Les débats s’orientent ensuite vers les conditions de détention de l’accusé. Interrogé sur les conséquences personnelles de son incarcération et sur les restrictions qui lui ont été imposées pendant plusieurs années, M. Rwamucyo explique qu’il souhaitait initialement rejoindre sa famille en Belgique avant d’envisager de rester en France. Il déclare : « Pour rejoindre la Belgique, encore faut-il en avoir les moyens. J’ai tout fait pour me rapprocher de ma famille ».

Maître Cohen l’interroge également sur certains aspects de sa personnalité, sa manière de communiquer et les éventuels malentendus culturels ayant pu naître au cours de la procédure.
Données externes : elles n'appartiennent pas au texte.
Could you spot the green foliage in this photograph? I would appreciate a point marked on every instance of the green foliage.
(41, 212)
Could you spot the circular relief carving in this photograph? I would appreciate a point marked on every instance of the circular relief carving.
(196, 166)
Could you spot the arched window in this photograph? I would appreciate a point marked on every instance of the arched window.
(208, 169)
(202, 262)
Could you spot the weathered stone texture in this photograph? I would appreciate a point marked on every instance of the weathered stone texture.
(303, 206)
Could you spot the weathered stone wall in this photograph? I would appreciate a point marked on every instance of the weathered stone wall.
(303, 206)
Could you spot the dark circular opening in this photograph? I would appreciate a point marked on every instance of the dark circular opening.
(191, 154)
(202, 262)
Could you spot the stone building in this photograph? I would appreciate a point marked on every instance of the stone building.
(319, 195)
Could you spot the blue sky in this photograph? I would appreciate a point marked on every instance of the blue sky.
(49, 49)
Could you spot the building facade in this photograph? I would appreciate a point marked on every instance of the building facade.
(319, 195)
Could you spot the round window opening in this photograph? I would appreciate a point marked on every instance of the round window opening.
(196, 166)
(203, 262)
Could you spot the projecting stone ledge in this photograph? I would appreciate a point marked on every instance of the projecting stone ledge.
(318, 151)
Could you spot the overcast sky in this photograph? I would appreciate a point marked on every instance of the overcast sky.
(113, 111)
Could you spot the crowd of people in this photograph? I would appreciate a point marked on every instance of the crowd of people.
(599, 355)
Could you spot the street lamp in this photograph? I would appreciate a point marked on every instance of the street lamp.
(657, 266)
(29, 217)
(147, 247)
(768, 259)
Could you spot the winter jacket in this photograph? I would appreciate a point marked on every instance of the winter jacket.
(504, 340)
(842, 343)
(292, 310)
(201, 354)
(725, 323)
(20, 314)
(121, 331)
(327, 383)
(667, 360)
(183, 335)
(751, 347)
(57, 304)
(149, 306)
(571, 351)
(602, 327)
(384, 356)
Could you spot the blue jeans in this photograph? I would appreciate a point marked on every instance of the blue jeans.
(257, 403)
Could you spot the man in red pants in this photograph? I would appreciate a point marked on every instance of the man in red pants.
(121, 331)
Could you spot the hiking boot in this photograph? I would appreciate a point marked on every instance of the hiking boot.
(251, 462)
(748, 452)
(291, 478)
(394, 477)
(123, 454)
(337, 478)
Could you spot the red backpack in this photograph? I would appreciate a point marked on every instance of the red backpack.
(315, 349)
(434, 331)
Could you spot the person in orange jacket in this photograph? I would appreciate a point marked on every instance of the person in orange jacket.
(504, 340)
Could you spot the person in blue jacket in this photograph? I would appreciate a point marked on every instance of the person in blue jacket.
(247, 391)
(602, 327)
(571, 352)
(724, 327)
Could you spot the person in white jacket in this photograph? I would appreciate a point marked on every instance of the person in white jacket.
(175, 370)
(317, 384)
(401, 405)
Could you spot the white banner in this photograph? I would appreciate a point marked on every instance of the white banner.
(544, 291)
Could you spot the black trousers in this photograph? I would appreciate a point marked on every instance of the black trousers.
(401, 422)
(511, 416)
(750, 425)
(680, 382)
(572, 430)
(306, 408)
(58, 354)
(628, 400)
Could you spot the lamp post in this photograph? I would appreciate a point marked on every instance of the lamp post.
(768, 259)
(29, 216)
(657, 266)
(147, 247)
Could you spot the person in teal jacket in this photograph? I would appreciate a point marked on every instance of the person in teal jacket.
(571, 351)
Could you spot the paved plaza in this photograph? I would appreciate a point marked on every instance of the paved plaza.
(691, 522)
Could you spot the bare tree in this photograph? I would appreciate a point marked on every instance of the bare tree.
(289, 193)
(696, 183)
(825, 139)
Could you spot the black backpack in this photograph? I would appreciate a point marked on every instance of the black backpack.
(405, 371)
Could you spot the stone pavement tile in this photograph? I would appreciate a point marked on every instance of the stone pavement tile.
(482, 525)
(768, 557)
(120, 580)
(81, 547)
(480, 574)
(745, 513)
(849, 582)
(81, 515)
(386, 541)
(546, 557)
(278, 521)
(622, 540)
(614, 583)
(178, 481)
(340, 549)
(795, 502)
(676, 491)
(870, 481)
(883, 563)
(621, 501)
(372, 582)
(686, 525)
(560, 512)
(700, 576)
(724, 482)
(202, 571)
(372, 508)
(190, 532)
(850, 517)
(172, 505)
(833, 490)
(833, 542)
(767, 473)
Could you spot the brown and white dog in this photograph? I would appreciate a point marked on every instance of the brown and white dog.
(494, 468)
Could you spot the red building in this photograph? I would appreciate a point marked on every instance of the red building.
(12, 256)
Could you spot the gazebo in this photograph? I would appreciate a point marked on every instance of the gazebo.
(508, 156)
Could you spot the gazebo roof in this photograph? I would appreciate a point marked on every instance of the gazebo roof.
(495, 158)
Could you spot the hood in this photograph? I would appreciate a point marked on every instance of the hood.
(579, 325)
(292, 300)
M. Rwamucyo insiste sur une approche qu’il qualifie de rationnelle, et explique avoir toujours privilégié les études. Il rappelle avoir intégré le séminaire à la suite d’un examen, et souligne avoir poursuivi des études de médecine jusqu’au doctorat.
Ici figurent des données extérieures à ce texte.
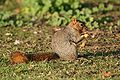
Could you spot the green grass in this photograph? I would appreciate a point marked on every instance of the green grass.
(92, 66)
(100, 56)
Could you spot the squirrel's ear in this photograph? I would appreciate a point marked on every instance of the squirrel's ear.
(74, 20)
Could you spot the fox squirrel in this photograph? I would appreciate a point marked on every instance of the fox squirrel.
(63, 44)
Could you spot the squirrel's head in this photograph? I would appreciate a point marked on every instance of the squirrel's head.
(78, 26)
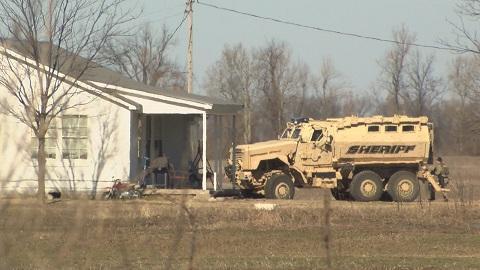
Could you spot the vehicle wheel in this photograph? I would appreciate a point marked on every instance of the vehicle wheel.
(247, 193)
(279, 186)
(403, 186)
(366, 186)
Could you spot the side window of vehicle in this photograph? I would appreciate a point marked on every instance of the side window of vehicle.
(408, 128)
(391, 128)
(373, 128)
(317, 135)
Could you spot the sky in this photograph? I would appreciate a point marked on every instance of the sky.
(357, 59)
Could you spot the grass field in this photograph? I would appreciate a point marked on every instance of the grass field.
(180, 233)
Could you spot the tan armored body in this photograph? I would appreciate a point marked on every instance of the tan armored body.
(356, 157)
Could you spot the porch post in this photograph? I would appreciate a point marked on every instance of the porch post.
(234, 154)
(204, 151)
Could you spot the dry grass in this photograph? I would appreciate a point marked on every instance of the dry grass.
(184, 234)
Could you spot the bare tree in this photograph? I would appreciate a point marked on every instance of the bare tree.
(328, 89)
(394, 67)
(423, 87)
(48, 46)
(232, 77)
(279, 81)
(145, 57)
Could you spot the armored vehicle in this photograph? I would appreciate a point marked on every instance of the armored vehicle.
(359, 158)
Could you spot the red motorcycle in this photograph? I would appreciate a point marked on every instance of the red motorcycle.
(122, 190)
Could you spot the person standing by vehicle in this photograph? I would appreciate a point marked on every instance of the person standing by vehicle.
(441, 172)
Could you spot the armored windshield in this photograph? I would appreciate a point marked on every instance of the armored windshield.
(291, 134)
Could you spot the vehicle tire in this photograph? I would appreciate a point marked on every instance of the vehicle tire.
(366, 186)
(247, 193)
(279, 186)
(403, 186)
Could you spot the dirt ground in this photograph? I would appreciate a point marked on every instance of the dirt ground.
(184, 233)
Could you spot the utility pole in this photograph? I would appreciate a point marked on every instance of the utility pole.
(190, 45)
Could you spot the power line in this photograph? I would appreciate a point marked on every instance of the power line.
(328, 30)
(178, 27)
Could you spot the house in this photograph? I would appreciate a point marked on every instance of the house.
(116, 123)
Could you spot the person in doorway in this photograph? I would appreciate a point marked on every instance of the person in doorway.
(160, 164)
(440, 171)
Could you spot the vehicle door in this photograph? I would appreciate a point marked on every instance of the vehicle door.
(315, 151)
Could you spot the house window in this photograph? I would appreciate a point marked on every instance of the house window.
(408, 128)
(373, 128)
(74, 137)
(390, 128)
(50, 142)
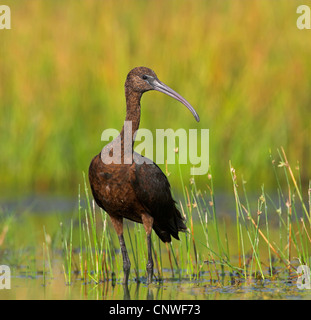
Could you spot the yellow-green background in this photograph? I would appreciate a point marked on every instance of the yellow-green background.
(244, 65)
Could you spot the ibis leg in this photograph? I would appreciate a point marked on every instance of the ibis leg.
(150, 261)
(126, 260)
(118, 225)
(148, 222)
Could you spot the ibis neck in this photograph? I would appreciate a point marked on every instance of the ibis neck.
(132, 118)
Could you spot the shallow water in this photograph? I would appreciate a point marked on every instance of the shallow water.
(37, 287)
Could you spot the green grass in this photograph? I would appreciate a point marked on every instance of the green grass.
(266, 241)
(267, 238)
(243, 65)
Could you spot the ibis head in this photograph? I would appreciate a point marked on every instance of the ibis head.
(142, 79)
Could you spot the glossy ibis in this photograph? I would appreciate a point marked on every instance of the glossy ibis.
(136, 190)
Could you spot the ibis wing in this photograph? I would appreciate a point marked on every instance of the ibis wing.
(152, 189)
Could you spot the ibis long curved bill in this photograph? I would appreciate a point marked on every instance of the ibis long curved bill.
(162, 87)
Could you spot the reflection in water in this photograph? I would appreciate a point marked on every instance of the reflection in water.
(131, 291)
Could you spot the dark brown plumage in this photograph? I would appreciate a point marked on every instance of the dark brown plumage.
(136, 189)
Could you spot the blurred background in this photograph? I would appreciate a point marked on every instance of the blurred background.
(243, 65)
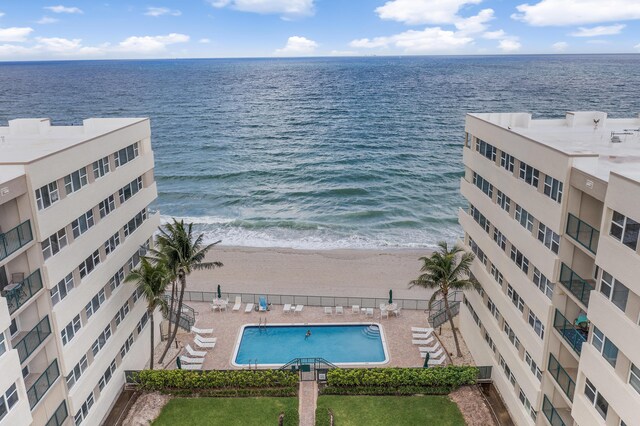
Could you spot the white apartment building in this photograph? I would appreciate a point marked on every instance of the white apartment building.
(74, 220)
(553, 217)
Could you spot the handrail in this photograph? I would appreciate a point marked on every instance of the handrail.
(583, 233)
(33, 339)
(575, 284)
(15, 238)
(43, 383)
(25, 291)
(564, 380)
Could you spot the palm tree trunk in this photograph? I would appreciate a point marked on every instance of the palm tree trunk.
(453, 329)
(183, 285)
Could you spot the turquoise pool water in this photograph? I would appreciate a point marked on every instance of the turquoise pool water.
(337, 343)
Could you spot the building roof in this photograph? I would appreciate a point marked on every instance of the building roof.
(28, 139)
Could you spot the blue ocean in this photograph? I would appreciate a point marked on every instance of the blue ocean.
(322, 152)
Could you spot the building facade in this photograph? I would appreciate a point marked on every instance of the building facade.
(74, 219)
(553, 217)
Invité à décrire son arrivée à la prison de la Santé, M. Rwamucyo livre un témoignage particulièrement personnel. Interrogé sur son état d’esprit au moment de son incarcération, il répond : « Je ne ressentais plus rien. J’étais comme mort. » Il décrit le choc des premiers jours : les fouilles, le placement en cellule et le sentiment de perte totale de contrôle sur sa situation. Il indique après un peu d’insistance des avocats de la défense pour se livrer, avoir pleuré toute sa première nuit de détention et avoir éprouvé de grandes difficultés à s’adapter à son nouvel environnement. Selon lui, les premiers mois ont été marqués par l’isolement. Il évoque notamment dix-sept mois passés dans des conditions très restrictives, avec des promenades limitées à des espaces réduits entourés de barbelés.

Comparant plusieurs établissements pénitentiaires, la défense explique que certaines conditions matérielles étaient plus favorables à la Santé qu’à Fresnes, même si l’enfermement demeurait particulièrement éprouvant. M. Rwamucyo précise n’avoir jamais eu de conflit avec les autres détenus. Afin de supporter la détention, il indique s’être consacré au dessin ; et il vient de passer les examens pour valider une première année de licence en droit. Évoquant enfin le témoignage de sa fille, née pendant sa période d’incarcération, il décrit ces moments comme les plus importants de sa détention. Il se remémore notamment des souvenirs familiaux remontant à son séjour en URSS : « Je me revois avec elle à Leningrad, l’emmenant à la crèche en luge ».

Interrogé sur certaines déclarations rapportées par un témoin nommé Malachie, M. Rwamucyo reconnaît avoir pu faire preuve de maladresse dans certaines circonstances et conclut simplement :« Oui, j’ai été maladroit. »

La quatrième journée se termine vers 19h30.